I haven’t watched this full show in about 15 years, though obviously I’ve watched the Flair-Steamboat match again since then. But this just felt like the way to go at the moment. I get an itch, I scratch.

  • A Tidbit: The WWF countered the NWA in Nashville by running a show the night before in the same building, going so far as to fly in Randy Savage, Brutus Beefcake, Jake Roberts, and Ted DiBiase on a chartered plane from Indianapolis to bolster the lineup1 after the NWA upped their local promotion in response. For what it’s worth, the WWF show sold about 7,900 tickets and the NWA pay-per-view did about 5,200, because the WWF was the much bigger promotion, period.

  • From May 7, 1989, at Nashville’s Municipal Auditorium!

  • We’ve got Jim Ross and Bob Caudle on the call. I was recently thinking when speaking with someone a bit younger who didn’t grow up a big wrestling fan but got into it later, like, I experienced every national version of Jim Ross there was growing up. The only Jim Ross I came to late was the Mid-South Jim Ross. But this pre-WWF version of Ross, or even the early WWF version of Ross, is somewhat foreign for people who only know the WWF Attitude and beyond version of him. I have no deeper thoughts on it than that, just that he really did change a LOT over the years in style and approach, and this more subdued era of his work can be a little jarring if you only know the later days.

  • I really like Bob Caudle and think he’s about as underrated by modern audiences as anyone. He didn’t endure into the 90s much on big TV or anything so he’s sort of fallen by the wayside with younger audiences that tend to lack the curiosity to go watch old stuff because the style of the wrestling itself just does not do much for them.

  • Anyways! The Oak Ridge Boys sing the national anthem, then Jim Ross tells us that the NWA has “stepped in” to tell Eddie Gilbert and Kevin Sullivan that they must settle their personal squabbles on their own time, thus the United States tag team title match later will not have a hair vs hair stipulation as advertised.

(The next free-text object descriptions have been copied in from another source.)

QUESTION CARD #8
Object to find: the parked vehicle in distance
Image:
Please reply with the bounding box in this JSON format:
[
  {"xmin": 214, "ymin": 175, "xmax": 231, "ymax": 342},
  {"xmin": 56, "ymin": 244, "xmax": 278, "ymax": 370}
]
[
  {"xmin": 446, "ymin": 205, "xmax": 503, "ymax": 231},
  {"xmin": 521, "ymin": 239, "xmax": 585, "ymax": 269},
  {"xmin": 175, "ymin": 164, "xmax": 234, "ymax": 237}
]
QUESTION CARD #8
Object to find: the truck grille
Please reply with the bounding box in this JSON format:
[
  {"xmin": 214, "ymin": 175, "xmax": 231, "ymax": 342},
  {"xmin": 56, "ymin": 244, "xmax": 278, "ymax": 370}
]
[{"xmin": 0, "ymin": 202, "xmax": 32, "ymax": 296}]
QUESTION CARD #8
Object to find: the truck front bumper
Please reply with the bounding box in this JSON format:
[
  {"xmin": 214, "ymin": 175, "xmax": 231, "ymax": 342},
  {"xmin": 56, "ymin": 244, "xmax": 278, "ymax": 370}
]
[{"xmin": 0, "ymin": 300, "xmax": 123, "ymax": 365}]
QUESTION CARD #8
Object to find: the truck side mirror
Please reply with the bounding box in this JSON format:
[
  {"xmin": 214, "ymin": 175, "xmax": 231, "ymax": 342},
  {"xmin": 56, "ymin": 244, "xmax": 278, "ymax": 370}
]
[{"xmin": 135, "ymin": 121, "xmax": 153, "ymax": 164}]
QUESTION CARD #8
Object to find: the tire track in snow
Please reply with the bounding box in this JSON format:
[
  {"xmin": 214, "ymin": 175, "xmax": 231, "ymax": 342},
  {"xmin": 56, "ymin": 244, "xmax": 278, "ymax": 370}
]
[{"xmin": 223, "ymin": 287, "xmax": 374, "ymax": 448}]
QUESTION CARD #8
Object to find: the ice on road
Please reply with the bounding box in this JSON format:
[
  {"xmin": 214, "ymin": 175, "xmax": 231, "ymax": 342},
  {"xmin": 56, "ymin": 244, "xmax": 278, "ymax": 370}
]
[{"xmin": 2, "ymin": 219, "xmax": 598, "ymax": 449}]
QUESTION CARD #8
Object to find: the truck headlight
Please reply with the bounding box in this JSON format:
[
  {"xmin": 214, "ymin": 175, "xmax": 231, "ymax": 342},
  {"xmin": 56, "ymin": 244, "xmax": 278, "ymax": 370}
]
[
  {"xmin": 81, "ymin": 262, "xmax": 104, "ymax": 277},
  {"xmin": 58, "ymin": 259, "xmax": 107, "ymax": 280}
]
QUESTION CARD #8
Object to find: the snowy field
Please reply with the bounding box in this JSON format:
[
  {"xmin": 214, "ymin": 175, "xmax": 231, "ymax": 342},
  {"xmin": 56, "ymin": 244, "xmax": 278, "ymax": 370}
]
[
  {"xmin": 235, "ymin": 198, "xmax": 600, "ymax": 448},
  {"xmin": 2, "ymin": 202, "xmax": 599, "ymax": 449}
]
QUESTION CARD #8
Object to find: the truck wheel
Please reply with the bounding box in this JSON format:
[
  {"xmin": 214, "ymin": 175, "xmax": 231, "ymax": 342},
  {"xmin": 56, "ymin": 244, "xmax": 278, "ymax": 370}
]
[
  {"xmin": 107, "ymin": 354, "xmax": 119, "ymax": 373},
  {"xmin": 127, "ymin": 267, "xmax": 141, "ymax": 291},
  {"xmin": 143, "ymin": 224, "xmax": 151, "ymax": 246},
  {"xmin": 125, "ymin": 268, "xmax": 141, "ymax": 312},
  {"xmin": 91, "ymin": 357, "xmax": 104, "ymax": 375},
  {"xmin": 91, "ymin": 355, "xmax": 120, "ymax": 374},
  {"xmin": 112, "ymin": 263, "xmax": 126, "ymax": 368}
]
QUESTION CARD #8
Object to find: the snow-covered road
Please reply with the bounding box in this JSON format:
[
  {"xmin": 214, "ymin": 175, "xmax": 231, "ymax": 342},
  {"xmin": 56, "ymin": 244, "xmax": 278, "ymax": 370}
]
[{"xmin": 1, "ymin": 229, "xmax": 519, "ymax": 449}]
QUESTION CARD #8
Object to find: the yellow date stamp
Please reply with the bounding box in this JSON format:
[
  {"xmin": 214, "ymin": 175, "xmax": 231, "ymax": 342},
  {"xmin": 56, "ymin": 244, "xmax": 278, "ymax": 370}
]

Great Muta vs Doug Gilbert

This was supposed to be Muta facing Junkyard Dog, but JYD just didn’t show up and didn’t call in, and he really was out of the promotion because of it. He showed up in Florida for a couple matches with Jerry Lawler late in the year, then did a bit of Memphis in ‘90 before returning to the NWA for another bad run that included Ric Flair laboring through trying to get anything out of him at that stage, and, like, Flair was far more experienced with carrying a “style” like JYD’s than young Muta would have been.

What I’m saying is the world is haunted by the fact Muta vs JYD did not happen. Dog was nearly immobile, he was so heavy with his movement, and he just didn’t put in effort. You know the Jim Duggan vs Berlyn mess? Maybe you don’t, but if you do, I imagine Muta vs JYD would have been that but worse. Muta would have been smart to not even try to do his cool stuff, and what are you showing people then?